Progress in artificial intelligence causes some people to worry that software will take jobs such as driving trucks away from humans. Now leading researchers are finding that they can make software that can learn to do one of the trickiest parts of their own jobs—the task of designing machine-learning software.
In recent months several other groups have also reported progress on getting learning software to make learning software. They include researchers at the nonprofit research institute OpenAI (which was cofounded by Elon Musk), MIT, the University of California, Berkeley, and Google’s other artificial intelligence research group, DeepMind.
If self-starting AI techniques become practical, they could increase the pace at which machine-learning software is implemented across the economy. Companies must currently pay a premium for machine-learning experts, who are in short supply.
Jeff Dean, who leads the Google Brain research group, mused last week that some of the work of such workers could be supplanted by software. He described what he termed “automated machine learning” as one of the most promising research avenues his team was exploring.
“Currently the way you solve problems is you have expertise and data and computation,” said Dean, at the AI Frontiers conference in Santa Clara, California. “Can we eliminate the need for a lot of machine-learning expertise?”
One set of experiments from Google’s DeepMind group suggests that what researchers are terming “learning to learn” could also help lessen the problem of machine-learning software needing to consume vast amounts of data on a specific task in order to perform it well.

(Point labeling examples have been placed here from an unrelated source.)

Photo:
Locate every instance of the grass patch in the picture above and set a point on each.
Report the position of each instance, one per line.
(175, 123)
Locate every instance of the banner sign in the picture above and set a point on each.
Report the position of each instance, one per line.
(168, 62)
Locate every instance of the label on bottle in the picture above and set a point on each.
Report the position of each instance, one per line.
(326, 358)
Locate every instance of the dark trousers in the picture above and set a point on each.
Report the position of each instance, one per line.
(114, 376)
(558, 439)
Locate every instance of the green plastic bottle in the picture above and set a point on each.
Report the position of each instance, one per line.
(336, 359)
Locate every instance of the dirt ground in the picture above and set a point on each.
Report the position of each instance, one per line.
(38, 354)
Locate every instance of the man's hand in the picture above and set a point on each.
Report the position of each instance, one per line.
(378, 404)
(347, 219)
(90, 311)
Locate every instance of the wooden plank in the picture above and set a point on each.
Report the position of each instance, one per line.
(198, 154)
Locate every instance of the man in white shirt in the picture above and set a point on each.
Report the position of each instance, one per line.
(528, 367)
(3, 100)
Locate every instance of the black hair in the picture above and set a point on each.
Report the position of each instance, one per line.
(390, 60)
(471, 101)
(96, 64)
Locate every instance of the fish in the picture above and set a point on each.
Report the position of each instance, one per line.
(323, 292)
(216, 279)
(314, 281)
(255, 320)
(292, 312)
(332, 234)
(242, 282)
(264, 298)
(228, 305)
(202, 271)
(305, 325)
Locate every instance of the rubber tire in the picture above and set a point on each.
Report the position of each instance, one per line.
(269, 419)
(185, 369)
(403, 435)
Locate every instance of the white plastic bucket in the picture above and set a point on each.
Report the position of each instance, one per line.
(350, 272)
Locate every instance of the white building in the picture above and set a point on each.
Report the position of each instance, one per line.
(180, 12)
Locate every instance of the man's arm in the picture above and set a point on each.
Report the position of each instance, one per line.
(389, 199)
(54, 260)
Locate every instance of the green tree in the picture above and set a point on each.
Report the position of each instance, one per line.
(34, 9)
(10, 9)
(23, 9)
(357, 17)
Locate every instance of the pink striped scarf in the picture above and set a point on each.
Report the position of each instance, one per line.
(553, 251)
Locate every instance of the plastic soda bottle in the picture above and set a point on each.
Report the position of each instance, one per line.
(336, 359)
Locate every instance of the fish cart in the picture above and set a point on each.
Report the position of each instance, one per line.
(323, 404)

The researchers challenged their software to create learning systems for collections of multiple different, but related, problems, such as navigating mazes. It came up with designs that showed an ability to generalize, and pick up new tasks with less additional training than would be usual.
The idea of creating software that learns to learn has been around for a while, but previous experiments didn’t produce results that rivaled what humans could come up with. “It’s exciting,” says Yoshua Bengio, a professor at the University of Montreal, who previously explored the idea in the 1990s.
Bengio says the more potent computing power now available, and the advent of a technique called deep learning, which has sparked recent excitement about AI, are what’s making the approach work. But he notes that so far it requires such extreme computing power that it’s not yet practical to think about lightening the load, or partially replacing, machine-learning experts.
Google Brain’s researchers describe using 800 high-powered graphics processors to power software that came up with designs for image recognition systems that rivaled the best designed by humans.
Otkrist Gupta, a researcher at the MIT Media Lab, believes that will change. He and MIT colleagues plan to open-source the software behind their own experiments, in which learning software designed deep-learning systems that matched human-crafted ones on standard tests for object recognition.
Gupta was inspired to work on the project by frustrating hours spent designing and testing machine-learning models. He thinks companies and researchers are well motivated to find ways to make automated machine learning practical.
“Easing the burden on the data scientist is a big payoff,” he says. “It could make you more productive, make you better models, and make you free to explore higher-level ideas.”